What elevates this film above the 1939 and 1956 versions are the ideas presented in it. The nasty cattiness between the women has been replaced with more thought provoking ideas. Only the manicurist, played by Debi Mazar stays true to the 1939 character. The rest of the cast are basically new characters with the same names. Eva Mendes is a knock out and not as hateful as the Joan Crawford characterization.
Without question, the real surprise of this film is Annette Bening. English gives everyone a chance to shine in this film, but it is Annette Bening's character that gives the film it's center. If you're looking for a Rosaline Russell interpretation you're going to be disappointed. This is a new character and Bening makes her every bit as interesting and memorable as Russell made hers, only in a different way. I liked the way her character comes clean with Meg Ryan at the table about selling her out. I also liked the scene between Bening and her best friends daughter on the park bench. Equally as wonderful are the scenes of Bening pushing her ideas for the magazine on her reluctant associates and eventually selling her ideas out in order to save her job. I also thought it was smart on the part of English not to have a physical cat fight between these ladies. English winks at her audience by having Bening toss a banana at Meg Ryan and hitting her on the head, but only as a way of getting her attention.
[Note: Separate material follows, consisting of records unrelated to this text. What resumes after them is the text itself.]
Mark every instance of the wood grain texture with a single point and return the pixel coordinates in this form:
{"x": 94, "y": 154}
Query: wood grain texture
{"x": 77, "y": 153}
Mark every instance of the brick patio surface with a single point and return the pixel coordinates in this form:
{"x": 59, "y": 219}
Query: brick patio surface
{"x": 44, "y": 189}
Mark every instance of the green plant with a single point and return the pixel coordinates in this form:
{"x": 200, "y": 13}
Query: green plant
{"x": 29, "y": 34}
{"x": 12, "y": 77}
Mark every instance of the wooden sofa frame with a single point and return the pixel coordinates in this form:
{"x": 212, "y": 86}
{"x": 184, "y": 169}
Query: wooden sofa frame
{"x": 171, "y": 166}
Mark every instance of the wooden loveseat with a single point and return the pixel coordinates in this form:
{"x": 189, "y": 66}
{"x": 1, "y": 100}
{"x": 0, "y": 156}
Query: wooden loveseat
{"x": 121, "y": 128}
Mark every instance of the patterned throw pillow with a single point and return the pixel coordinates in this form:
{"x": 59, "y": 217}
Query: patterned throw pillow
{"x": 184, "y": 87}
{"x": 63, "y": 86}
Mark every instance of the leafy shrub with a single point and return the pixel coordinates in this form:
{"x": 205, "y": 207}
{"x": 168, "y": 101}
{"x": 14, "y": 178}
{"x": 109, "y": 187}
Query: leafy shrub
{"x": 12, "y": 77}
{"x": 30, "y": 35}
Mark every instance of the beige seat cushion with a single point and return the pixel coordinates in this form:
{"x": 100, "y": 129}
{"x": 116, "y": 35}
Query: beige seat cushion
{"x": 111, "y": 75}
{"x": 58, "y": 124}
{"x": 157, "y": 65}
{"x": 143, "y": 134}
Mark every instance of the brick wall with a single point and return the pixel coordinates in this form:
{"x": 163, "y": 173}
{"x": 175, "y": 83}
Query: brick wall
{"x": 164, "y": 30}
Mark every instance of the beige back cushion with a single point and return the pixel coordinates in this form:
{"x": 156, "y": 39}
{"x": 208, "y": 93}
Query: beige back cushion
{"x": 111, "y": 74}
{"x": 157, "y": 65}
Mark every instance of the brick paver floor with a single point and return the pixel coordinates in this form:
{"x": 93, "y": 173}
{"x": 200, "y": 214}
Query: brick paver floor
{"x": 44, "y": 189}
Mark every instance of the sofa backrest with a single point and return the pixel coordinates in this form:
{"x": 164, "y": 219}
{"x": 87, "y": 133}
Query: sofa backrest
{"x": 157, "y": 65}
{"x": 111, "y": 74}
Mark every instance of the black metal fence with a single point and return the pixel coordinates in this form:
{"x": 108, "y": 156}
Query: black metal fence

I also disagree the the criticisms of the way Bening looks in this film. She is nothing short of beautiful. Also wonderful is the casting of Candice Bergen as Meg Ryan's mother. The chemistry they display here seems an interesting extension of the mother and daughter roles they played in 1981's RICH AND FAMOUS. Jada Pinkett Smith is very likable and Carrie Fisher is memorable in her one scene. I could have done without the final baby sequence at the end of the picture and I had problems with the casting of Bette Midler. In all fairness, the audience in the screening I saw this movie in loved that baby delivery sequence, but I'm a guy and it kind of grossed me out. Bette Midler has become one of those actresses that thinks she can do no wrong in a movie, but whether it's the part as written or her acting, I was uncomfortable watching her. Her delivery of the "lamour, l'amour" line lands with a thud if you're familiar with the '39 original.
OK, so this film did not fair well at the box office, but look for it to strike a cord and become popular on television. The message of this movie being that one does not need to be in a relationship to feel complete. You can be complete on your own, whether you're a man or a woman.